The major difference between the Mann-Whitney U and the Kruskal-Wallis H is simply that the latter can accommodate more than two groups. Both tests require independent (between-subjects) designs and use summed rank scores to determine the results.
Is the square of standard deviation equal variance? ›Generally, "the variance is equal to the square of the standard deviation" is widely used as the relationship between the variance and the standard deviation for a sample data set. Hence, the variance is equal to the square of standard deviation.
What is equal variance and UNequal variance? ›The Two-Sample assuming Equal Variances test is used when you know (either through the question or you have analyzed the variance in the data) that the variances are the same. The Two-Sample assuming UNequal Variances test is used when either: You know the variances are not the same.
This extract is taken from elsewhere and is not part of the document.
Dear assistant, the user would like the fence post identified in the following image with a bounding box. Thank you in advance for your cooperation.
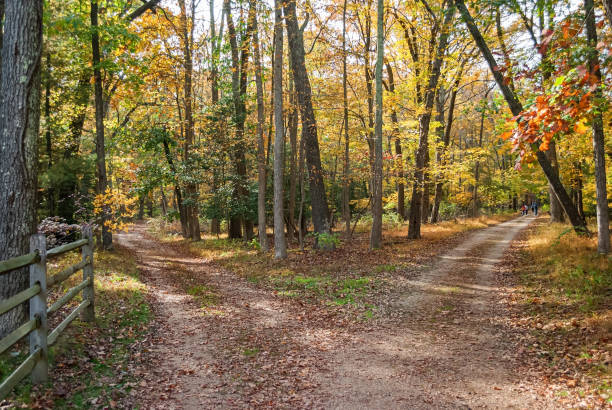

Does two way Anova assume equal variance? ›Two-way ANOVA, like all ANOVA tests, assumes that the observations within each cell are normally distributed and have equal variances.
What are the 4 assumption of linear regression? ›
Linearity: The relationship between X and the mean of Y is linear. Homoscedasticity: The variance of residual is the same for any value of X. Independence: Observations are independent of each other. Normality: For any fixed value of X, Y is normally distributed.